The notification is part of a requirement in its current contract with HMSA, which prematurely released the information to its 691,000 members on its website earlier this month to the surprise of hospital executives, according to HPH.
"Negotiations are continuing, and we remain committed to reaching a fair and equitable settlement that balances the need to reimburse hospitals fairly with our responsibility to our employer groups and members to provide quality, affordable health care," said HMSA spokeswoman Elisa Yadao. "With regard to our notification to potentially impacted members, this was the prudent thing to do given that fact that there are employer groups currently in open enrollment for next year."
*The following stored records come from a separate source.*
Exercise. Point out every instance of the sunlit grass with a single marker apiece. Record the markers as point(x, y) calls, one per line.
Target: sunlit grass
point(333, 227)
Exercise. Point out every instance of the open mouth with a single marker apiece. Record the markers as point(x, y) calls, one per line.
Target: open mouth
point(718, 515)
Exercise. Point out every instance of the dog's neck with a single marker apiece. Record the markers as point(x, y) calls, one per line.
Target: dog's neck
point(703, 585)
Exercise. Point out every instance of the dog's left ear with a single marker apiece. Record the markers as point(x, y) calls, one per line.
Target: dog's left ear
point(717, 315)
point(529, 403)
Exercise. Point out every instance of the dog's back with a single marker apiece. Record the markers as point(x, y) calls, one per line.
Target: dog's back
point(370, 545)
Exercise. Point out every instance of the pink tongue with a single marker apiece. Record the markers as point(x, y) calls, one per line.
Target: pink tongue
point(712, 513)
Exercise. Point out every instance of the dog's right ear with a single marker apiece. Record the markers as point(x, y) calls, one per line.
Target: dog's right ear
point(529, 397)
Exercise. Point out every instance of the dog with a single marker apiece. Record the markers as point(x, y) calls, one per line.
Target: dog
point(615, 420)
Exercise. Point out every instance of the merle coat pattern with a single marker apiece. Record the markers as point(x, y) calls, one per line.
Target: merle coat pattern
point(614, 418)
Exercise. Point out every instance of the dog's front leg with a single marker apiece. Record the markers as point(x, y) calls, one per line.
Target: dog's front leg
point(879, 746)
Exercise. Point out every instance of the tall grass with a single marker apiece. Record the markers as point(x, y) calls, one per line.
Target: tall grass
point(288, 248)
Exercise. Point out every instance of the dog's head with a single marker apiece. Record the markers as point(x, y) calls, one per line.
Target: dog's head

Meanwhile, the Queen's Medical Center also is trying to work out the kinks in a new pay-for-performance model. The hospital and HMSA agreed to a one-year extension of an existing contract through March.
What is negotiated between HPH and HMSA will set the precedent for future negotiations with other health care providers.
"There's a lot of uncertainty in the market," said Rick Keene, chief financial officer of The Queen's Health Systems. "At the end of the day, we're all trying to position ourselves to provide high-quality care. We're just hoping and really expecting that they will reach an agreement that's acceptable to both of them."
Physicians have complained for years that HMSA has steadily reduced reimbursements that do not cover the cost of care, though doctors have had to continue in HMSA's participating provider network to keep patients.
HMSA paid Big Island surgeon Alistair Bairos $1,207 in 1995 for a gallbladder operation that cost $2,625. In 2006 the same procedure cost $2,835, of which HMSA paid $728, he said.
"That's why so many doctors have literally gone out of business in the last 10 years, because they just couldn't earn enough from HMSA and Medicare to keep their offices open," said Bairos, care redesign manager of the Hawaii Island Beacon project, which aims to improve medical services through technology and redesign the way doctors and patients interact. "Reimbursements just didn't keep pace with the cost of delivering care."